My mother assured me that it was because I was “special”, and I was. So special, in fact, that I wasn’t worth the production costs to manufacture pencils with my name on them. It doesn’t get much more special than that.
My paternal grandmother had the audacity not only to appoint herself head of the baby-naming committee of my parents’ first child but to then name me after a creepy-looking French Post-Impressionist painter. Art history is about as dead as Latin, however, as no one’s eyes ever light up with nostalgia for slide shows, dates and still life when they hear my name. Instead, I’m always met with confusion.
On the first day of school, without fail, I always knew when the teacher had reached my name when taking attendance because he or she would pause and inhale theatrically, as if I and my weird name should know that it was my cue to step in and interrupt the impending butchering. Sometimes, they’d skip it entirely and just go for my last name, like I was at basketball practice. Other times, they’d slowly try to sound it out with the hope that I would finish for them and we could all move past the excruciating exercise. However, more often than not, they’d ask me if I had a nickname.
“No,” I would reply. “It’s just Cézanne.”
They’d stare at me, disappointed, and ask me to repeat it. “Say-zaughn,” I’d say again, careful to enunciate two of the most apparently complex syllables in the world slowly while they scribbled the phonetic spelling on their attendance sheets.
“Oookay, Says-anne,” they’d say triumphantly. Wrong. Then they’d move on and ask cheerfully, “Is Rachel here?” The two Rachels of the class, already besties by popular baby naming fate, would then look at each other, giggle and ask, “Which one?”
I would have given anything to be a third Rachel. The time had come for a nickname.

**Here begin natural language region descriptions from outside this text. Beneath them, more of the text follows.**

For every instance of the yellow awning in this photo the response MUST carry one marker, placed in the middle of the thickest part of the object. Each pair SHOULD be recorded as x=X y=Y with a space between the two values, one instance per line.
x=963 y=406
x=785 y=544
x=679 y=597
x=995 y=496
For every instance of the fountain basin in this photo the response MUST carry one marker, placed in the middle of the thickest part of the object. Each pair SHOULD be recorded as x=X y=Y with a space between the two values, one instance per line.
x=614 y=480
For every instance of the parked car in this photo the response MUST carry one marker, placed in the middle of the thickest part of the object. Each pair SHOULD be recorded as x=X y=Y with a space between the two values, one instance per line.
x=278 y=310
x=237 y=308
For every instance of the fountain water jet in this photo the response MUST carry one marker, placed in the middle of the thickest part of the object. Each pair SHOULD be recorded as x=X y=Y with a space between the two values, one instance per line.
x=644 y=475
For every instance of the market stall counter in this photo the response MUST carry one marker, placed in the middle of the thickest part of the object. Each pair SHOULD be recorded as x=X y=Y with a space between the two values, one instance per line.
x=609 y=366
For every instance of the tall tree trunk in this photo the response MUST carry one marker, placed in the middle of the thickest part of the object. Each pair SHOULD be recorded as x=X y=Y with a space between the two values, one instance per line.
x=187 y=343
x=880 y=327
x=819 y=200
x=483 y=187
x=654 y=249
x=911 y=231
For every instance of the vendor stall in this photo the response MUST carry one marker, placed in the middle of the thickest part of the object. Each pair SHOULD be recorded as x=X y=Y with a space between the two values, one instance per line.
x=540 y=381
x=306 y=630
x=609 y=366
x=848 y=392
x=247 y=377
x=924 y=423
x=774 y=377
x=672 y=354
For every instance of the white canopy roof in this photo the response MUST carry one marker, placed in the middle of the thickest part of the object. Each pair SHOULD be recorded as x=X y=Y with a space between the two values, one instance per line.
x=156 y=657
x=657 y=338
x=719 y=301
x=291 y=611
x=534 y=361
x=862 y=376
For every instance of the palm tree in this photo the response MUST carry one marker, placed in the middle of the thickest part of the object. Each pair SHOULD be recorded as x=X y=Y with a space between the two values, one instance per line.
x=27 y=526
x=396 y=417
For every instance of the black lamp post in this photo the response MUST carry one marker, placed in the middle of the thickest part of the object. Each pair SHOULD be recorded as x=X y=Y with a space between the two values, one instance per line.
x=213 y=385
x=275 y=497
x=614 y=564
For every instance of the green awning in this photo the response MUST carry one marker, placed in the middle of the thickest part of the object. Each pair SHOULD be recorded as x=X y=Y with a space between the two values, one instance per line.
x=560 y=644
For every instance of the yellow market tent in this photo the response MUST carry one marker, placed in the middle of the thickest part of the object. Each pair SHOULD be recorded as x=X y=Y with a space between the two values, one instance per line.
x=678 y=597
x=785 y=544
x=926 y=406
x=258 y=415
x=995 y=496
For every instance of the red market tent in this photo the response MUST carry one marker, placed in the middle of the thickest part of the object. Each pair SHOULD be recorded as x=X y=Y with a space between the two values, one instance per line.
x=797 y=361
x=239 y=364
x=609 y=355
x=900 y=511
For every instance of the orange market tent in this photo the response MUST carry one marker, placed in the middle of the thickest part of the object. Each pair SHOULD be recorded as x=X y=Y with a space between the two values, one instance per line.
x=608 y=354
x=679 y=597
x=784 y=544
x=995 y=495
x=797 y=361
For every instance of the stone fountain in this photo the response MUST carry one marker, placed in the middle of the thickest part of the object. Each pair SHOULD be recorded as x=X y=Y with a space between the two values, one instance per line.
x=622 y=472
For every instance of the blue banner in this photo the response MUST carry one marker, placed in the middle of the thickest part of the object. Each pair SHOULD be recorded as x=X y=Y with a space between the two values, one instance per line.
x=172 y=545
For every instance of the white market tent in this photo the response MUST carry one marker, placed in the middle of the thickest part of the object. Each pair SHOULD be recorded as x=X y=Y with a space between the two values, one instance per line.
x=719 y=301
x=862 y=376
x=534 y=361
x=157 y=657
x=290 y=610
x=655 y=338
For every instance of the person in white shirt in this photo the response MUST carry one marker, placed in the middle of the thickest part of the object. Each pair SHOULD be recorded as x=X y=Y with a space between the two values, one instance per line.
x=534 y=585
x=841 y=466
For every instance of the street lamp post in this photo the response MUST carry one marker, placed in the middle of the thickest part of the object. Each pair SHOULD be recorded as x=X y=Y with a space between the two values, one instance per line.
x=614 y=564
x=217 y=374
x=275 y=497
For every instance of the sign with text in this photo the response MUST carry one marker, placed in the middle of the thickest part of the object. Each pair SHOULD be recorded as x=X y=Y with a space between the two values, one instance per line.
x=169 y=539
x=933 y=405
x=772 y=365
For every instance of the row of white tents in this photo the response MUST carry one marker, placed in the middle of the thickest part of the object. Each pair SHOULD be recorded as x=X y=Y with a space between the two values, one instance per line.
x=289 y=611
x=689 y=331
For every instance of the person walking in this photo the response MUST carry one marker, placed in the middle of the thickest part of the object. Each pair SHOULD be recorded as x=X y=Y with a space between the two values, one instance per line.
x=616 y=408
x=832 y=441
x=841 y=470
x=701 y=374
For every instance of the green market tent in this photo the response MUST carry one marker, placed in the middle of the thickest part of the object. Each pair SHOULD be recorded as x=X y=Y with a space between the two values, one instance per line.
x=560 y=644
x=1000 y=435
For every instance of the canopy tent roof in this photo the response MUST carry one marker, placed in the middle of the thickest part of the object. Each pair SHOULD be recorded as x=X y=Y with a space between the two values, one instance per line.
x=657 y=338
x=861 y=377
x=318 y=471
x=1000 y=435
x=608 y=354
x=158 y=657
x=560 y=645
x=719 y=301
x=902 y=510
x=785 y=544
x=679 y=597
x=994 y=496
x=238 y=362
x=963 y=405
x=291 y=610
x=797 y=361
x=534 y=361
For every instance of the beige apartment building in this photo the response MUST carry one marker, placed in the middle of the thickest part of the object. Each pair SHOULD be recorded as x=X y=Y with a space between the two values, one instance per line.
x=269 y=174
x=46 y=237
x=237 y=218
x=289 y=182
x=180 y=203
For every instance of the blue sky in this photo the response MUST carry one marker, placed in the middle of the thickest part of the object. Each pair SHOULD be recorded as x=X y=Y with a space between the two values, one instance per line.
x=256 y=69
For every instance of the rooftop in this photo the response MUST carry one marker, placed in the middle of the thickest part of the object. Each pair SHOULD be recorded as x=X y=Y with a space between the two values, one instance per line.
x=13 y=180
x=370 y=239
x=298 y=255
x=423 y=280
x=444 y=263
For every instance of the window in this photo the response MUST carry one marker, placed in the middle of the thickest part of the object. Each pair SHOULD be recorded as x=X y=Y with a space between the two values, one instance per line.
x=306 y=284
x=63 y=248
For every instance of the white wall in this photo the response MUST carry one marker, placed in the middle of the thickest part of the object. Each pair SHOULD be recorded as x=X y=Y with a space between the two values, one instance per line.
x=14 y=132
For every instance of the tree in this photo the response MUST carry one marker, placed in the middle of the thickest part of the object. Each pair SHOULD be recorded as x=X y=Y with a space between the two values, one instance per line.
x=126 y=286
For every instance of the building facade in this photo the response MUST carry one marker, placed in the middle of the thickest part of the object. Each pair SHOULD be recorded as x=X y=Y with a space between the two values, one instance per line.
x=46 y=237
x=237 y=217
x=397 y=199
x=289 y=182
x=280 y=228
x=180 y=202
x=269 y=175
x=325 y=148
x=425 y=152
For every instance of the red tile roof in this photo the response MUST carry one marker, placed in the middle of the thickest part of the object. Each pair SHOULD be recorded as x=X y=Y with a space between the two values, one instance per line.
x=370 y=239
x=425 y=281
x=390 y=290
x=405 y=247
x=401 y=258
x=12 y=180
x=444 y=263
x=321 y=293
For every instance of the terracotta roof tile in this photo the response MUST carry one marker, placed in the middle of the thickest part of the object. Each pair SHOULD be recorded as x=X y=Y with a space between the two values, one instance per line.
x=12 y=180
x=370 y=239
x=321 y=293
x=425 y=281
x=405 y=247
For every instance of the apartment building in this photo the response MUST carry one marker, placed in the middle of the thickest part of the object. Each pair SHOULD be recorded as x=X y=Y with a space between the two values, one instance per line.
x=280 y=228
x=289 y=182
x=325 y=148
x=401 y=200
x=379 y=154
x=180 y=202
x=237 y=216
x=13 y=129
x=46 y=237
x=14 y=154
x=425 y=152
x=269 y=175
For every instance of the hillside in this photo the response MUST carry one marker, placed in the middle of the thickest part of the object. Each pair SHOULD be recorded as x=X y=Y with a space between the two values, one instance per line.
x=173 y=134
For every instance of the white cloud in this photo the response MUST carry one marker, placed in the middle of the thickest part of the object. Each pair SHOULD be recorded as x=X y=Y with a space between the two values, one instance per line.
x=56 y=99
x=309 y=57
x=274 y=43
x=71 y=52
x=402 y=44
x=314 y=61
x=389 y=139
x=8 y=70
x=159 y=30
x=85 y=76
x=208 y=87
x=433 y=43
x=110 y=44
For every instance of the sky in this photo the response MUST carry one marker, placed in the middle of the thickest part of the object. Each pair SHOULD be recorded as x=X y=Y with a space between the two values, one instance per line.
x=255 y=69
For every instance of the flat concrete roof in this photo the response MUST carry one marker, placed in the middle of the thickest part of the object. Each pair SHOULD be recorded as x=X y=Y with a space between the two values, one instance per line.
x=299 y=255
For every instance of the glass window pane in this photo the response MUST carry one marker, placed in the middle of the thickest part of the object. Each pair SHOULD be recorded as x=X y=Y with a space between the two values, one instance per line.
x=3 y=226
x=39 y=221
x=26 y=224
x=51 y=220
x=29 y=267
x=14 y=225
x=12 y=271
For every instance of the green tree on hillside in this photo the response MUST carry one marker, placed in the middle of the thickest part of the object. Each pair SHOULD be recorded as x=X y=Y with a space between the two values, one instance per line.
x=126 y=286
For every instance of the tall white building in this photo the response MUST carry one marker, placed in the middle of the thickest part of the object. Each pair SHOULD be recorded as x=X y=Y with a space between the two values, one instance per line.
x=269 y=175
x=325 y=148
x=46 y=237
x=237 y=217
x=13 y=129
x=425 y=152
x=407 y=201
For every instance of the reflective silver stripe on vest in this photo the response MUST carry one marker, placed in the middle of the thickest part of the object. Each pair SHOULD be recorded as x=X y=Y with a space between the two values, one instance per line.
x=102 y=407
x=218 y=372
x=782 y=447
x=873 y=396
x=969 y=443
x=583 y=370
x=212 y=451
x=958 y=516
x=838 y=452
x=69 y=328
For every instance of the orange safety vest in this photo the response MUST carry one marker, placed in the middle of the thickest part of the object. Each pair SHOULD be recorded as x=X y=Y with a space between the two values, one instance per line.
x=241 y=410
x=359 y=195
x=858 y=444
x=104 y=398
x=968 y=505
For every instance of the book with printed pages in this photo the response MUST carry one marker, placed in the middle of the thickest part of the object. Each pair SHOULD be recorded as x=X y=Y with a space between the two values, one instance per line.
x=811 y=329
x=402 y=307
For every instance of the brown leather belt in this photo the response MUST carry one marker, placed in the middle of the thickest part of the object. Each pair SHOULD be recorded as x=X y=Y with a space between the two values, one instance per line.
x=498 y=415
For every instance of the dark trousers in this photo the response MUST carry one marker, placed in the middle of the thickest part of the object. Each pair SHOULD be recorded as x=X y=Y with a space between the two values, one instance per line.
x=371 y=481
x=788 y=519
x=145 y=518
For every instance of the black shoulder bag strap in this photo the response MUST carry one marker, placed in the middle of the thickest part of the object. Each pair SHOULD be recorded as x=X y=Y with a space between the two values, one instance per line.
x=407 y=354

It was then that I reinvented myself as Cezie (rhymes with pezzy, or lezzy, as my classmates soon discovered). A few years later, I started going by Cici, an inappropriately peppy twist on my first and last name initials, and it was with this name that I finally fit in. No one raised any eyebrows when they met me. No one stumbled over the pronunciation when they needed to address me by name. I was just another dopey face in the crowd.
For a long time, I loved it. I loved feeling “normal”.
Although I’d conditioned myself to respond to basically anything at this point and I liked that my name was no longer a source of anxiety, something weird happened: I started to miss being Cézanne, pretentious accent mark and all. I missed being me.
So I went back to using my real name. And you know what? It’s okay that there aren’t pre-made pencils awaiting my purchase and that I don’t respond to the first call in doctor’s waiting rooms because I don’t know who Susan is. It’s okay that I have to repeat myself a few times when I meet someone and subsequently cringe the first few times they try to say it. It’s okay that some people smirk and say, “That’s different” or “That’s weird” or even laugh uncomfortably in response to my name. It’s okay that I’ve accidentally overheard people say, “But that isn’t even a real name!” about me when they think I’m out of earshot. It’s okay because it’s my name and I like it. You don’t have to.
Plus, it just isn’t a a trip to Jamba Juice without seeing a Peach Pleasure pushed onto the pick-up counter and hearing a hesitant voice call out, “… Season?”